How much water am I allowed to store in a cold water storage tank (CWST)?

24 hours and only 12 hours in healthcare. Here at Lubron we can help with designing suitable tanks including all the installation. We can also upgrade existing tanks saving money over replacement.

How often do I have to clean my cold water storage tank?

An annual inspection of the cold water storage tank should be done to check its condition inside and outside, and the water within it. Figure 2.12 with HSG274 Part 2 demonstrates the condition of cold water storage tanks and when action should be taken.

Drinking water tanks require a higher level of control, these need be cleaned and disinfected annually (or more frequently if inspection deems necessary)

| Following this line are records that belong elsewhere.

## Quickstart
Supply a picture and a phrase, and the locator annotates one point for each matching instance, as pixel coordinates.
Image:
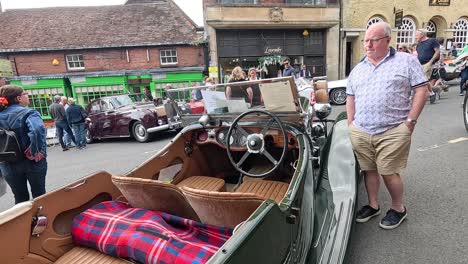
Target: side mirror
(322, 110)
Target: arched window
(431, 28)
(373, 20)
(406, 31)
(461, 31)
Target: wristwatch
(411, 121)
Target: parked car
(270, 182)
(127, 115)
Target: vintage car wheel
(338, 96)
(465, 111)
(255, 143)
(140, 133)
(89, 138)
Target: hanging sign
(273, 50)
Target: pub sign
(439, 2)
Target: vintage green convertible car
(268, 171)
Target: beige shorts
(427, 68)
(387, 153)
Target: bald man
(381, 119)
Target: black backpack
(10, 148)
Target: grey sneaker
(393, 219)
(366, 213)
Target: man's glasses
(373, 41)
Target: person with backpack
(22, 144)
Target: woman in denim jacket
(30, 131)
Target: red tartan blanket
(119, 230)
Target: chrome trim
(172, 125)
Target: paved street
(435, 230)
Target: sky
(193, 8)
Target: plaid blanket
(119, 230)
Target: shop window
(41, 99)
(237, 1)
(406, 32)
(168, 57)
(75, 62)
(431, 29)
(460, 34)
(84, 95)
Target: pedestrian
(76, 117)
(31, 135)
(428, 54)
(381, 119)
(288, 69)
(256, 94)
(66, 137)
(463, 67)
(148, 95)
(304, 72)
(238, 91)
(58, 114)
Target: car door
(107, 119)
(53, 212)
(95, 114)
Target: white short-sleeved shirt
(381, 93)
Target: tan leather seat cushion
(203, 183)
(226, 209)
(266, 189)
(81, 255)
(154, 195)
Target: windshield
(126, 99)
(273, 95)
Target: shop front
(266, 49)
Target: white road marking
(457, 140)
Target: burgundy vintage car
(128, 115)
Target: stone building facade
(261, 33)
(441, 18)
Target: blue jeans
(464, 78)
(79, 129)
(18, 174)
(66, 138)
(61, 126)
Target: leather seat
(203, 183)
(273, 190)
(81, 255)
(155, 195)
(226, 209)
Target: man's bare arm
(350, 110)
(419, 100)
(435, 57)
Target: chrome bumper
(172, 125)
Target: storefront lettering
(270, 51)
(439, 2)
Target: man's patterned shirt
(381, 93)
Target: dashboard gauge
(202, 136)
(242, 140)
(221, 136)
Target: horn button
(255, 143)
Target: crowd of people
(431, 53)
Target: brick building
(87, 52)
(441, 18)
(260, 33)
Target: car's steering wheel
(255, 143)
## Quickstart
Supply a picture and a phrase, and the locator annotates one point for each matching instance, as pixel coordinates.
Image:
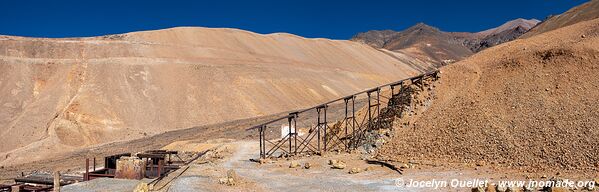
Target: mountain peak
(422, 26)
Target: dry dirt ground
(62, 95)
(231, 159)
(530, 104)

How often should I inspect my CWST (Cold Water Storage Tank)

An internal inspection for signs of possible contamination and debris should be carried out every 6 months for potable water and every 12 months for non-potable water.

Do I have to take lab samples for microbiological sampling?

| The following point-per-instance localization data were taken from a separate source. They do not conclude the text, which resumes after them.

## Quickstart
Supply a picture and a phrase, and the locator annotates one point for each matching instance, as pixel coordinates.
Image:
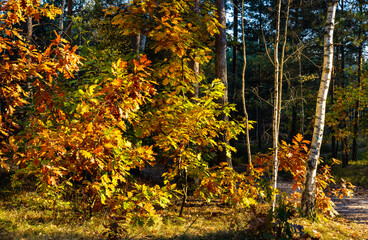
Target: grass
(27, 216)
(356, 172)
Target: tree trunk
(308, 203)
(194, 65)
(221, 73)
(69, 17)
(357, 104)
(249, 153)
(235, 46)
(61, 19)
(278, 66)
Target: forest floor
(25, 215)
(354, 209)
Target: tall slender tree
(278, 66)
(308, 203)
(221, 72)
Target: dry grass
(28, 216)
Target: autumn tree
(308, 196)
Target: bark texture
(279, 67)
(249, 153)
(308, 203)
(221, 72)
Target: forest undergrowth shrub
(293, 159)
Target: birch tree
(309, 193)
(243, 87)
(221, 72)
(279, 67)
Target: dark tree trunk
(69, 17)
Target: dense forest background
(134, 106)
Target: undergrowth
(26, 216)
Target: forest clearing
(186, 119)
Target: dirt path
(354, 209)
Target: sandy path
(354, 209)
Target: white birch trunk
(309, 194)
(243, 87)
(221, 73)
(275, 122)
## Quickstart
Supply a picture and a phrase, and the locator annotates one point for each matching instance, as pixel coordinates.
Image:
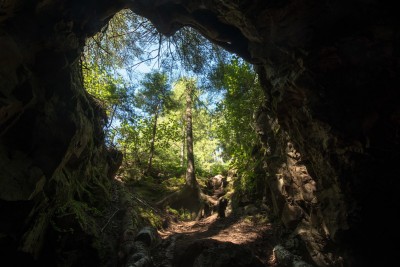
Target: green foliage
(153, 218)
(83, 214)
(234, 113)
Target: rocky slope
(330, 124)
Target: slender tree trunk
(183, 142)
(190, 174)
(153, 140)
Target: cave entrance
(142, 79)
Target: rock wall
(54, 167)
(330, 124)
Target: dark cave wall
(330, 124)
(53, 160)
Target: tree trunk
(190, 175)
(183, 142)
(153, 139)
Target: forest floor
(237, 240)
(194, 241)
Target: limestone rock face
(330, 123)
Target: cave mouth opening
(127, 59)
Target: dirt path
(230, 241)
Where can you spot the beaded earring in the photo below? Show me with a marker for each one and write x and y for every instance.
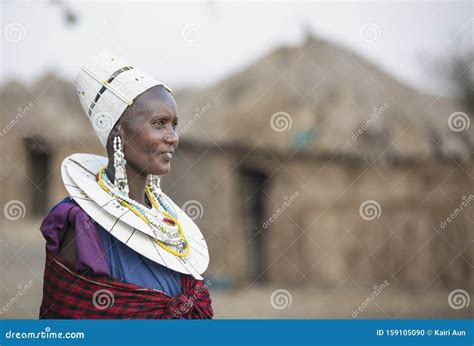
(154, 182)
(120, 181)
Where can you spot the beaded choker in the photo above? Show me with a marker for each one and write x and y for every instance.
(162, 217)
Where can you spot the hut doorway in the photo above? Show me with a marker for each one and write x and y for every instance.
(253, 183)
(38, 172)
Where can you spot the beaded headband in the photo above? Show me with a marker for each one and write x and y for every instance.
(106, 86)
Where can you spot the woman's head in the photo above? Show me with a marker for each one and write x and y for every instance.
(147, 129)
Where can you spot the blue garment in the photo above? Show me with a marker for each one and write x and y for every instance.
(129, 266)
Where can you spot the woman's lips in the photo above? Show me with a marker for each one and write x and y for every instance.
(167, 156)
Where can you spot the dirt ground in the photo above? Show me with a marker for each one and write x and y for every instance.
(22, 260)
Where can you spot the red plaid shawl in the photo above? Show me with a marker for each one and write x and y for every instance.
(68, 293)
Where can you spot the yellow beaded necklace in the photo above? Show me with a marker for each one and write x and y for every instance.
(144, 218)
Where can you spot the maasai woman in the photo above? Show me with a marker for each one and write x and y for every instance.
(118, 247)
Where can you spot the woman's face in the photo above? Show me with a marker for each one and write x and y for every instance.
(148, 132)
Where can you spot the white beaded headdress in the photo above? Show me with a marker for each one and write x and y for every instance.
(106, 86)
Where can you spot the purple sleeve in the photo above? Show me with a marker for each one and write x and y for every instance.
(90, 253)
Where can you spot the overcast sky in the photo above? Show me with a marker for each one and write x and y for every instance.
(197, 43)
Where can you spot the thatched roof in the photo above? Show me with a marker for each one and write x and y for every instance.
(49, 109)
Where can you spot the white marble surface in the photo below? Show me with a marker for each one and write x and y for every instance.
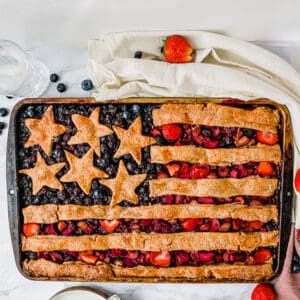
(57, 32)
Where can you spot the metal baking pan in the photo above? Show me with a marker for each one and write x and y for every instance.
(286, 183)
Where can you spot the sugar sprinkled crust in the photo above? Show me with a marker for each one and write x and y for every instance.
(52, 213)
(217, 157)
(260, 118)
(221, 187)
(189, 241)
(81, 271)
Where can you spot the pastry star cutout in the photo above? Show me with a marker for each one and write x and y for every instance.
(123, 186)
(43, 175)
(89, 130)
(82, 170)
(43, 131)
(132, 141)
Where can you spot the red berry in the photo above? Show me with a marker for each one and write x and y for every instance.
(177, 49)
(268, 138)
(160, 259)
(263, 292)
(110, 225)
(189, 224)
(88, 258)
(255, 224)
(171, 132)
(262, 255)
(173, 169)
(199, 172)
(265, 168)
(155, 132)
(31, 229)
(297, 181)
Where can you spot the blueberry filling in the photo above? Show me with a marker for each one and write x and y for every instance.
(123, 115)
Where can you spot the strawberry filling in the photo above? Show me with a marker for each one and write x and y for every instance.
(210, 136)
(160, 259)
(102, 227)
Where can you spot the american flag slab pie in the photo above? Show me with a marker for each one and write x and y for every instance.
(150, 190)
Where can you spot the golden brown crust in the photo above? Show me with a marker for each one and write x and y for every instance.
(82, 170)
(219, 156)
(43, 175)
(132, 140)
(189, 241)
(78, 270)
(52, 213)
(44, 130)
(260, 118)
(221, 187)
(89, 130)
(46, 268)
(123, 186)
(221, 271)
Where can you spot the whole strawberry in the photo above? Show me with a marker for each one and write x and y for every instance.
(177, 50)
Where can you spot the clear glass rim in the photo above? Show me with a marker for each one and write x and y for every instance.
(25, 58)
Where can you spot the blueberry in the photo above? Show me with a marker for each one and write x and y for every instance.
(54, 77)
(126, 115)
(138, 54)
(3, 112)
(87, 84)
(136, 109)
(61, 87)
(103, 163)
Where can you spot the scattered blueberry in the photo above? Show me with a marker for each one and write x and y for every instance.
(3, 112)
(126, 114)
(54, 77)
(138, 54)
(86, 84)
(61, 87)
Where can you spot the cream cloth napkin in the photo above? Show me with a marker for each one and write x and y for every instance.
(223, 67)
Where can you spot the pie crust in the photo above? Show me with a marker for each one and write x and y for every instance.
(81, 271)
(52, 213)
(188, 241)
(260, 118)
(215, 157)
(126, 188)
(221, 187)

Microbiological samples should be taken every 6 months for potable water, and only as required by a control scheme for non-potable water.

How do I repair a leaking cold water storage tank (CWST)

Depending on the size we recommend the tank is professionally painted – these often come with a 10 year leak warranty and work out cheaper than replacement

What is gel coat failure

Gel coat (glass reinforced plastic) failure resulting in local biological fouling (dark spots). These are almost impossible to remove therefore replacement or relining is recommended. Here at Lubron we offer a free consultancy visit where we can survey the tank and come back to you with suitable LCA (Legionella Control Association) advice.

What temperature should my CWST (Cold Water Storage Tank) be stored at?

The tank along with all cold taps should be kept at below 20°C. At this temperature Legionella will not grow.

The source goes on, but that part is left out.